SBE Stock and a Brief History of SPACs
SPACs are nothing new in investing but for some reason investing in SPACs gained a lot of popularity in 2020. This investing environment is too loose on the Initial Public Offering (IPO) timeline requirements set by the SEC. I must admit I do not like it at all for two reasons.
The first reason is that SPACs turns private companies into public companies, which under stricter conditions might find it too difficult to raise capital for their IPOs. They are not yet mature, nor do they have profitability in many cases.
The second reason is the false impression that simply investing in a SPAC will be profitable. Stock investing is not easy, has many risks and most of all no certain outcome.
For a stock that was trading near $10 for most of 2020 and rocketed to $46 per share on the news that it has identified a reverse merger targe without any significant operations is too arbitrary. To the best of my knowledge and in my financial analysis, this is a stock bubble waiting to happen.
SBE Stock: Valuation Basics
Looking at the financials for SBE stock doesn’t help. The company has no significant operations, no revenue, and only about $317 million in assets. To value any stock you have to discount future cash flows, either free cash flows or the dividends. SBE stock has none of these.
To highlight the valuation exuberance of the SBE stock my question is this: Would you pay someone $4 million to get back $1 million in cash? I hope the answer is a resounding, unhesitating, “no.”
Still, this has already happened to SBE stock. Its price went from $10 to $46 only upon the release of news related to a target for the reverse merger.
Is this logical? Or is it speculators pushing up stock price on expectations and fear-of-missing-out trading? It looks as if the speculators, and not the valuation, won this time.
The Switchback/ChargePoint Merger
ChargePoint is the company that Switchback is helping to go public. ChargePoint is building an electric vehicle charging network with operations in North America and Europe.
The company claims it is the world’s largest network of electric vehicle (EV) charging stations in North America and Europe. But is this enough to send the SBE stock to a meteoric rise for building an electric vehicle infrastructure?
To me, this valuation is not justified. ChargePoint has until now been a privately-held company, not legally required to publish annual reports. This of course is set to change soon.
So we are completely left in the dark about the financials of ChargePoint. How much revenue is made, what is the profitability if any, what is the debt level, what are the free cash flows, all these things that matter to valuation?
According to the public announcement, ChargePoint has an implied $2.4 billion enterprise value. Once the deal closes ChargePoint will have approximately $683 million in cash, absent redemptions by Switchback stockholders.
This puts the pro forma equity value at about $3.0 billion. The company will use the cash to support growth and operations as well as to repay debt.
The Bottom Line on SBE and ChargePoint
ChargePoint may be a great company, but SBE stock is extremely overvalued.
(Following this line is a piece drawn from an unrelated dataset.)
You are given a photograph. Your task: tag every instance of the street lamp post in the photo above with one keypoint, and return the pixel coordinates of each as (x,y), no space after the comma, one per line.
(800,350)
The choice of ChargePoint may seem a clever choice for a reverse merger as the EV industry is very popular among investors but I estimate that due to the rapid expansion of ChargePoint and the capital expenditures the company may well be unprofitable yet or have little profitability.
I would recommend investors to avoid SBE stock, it is extremely overvalued and we have not any significant financial data yet to analyze the financial performance of ChargePoint.
On the date of publication, Stavros Georgiadis, CFA, did not have (either directly or indirectly) any positions in the securities mentioned in this article.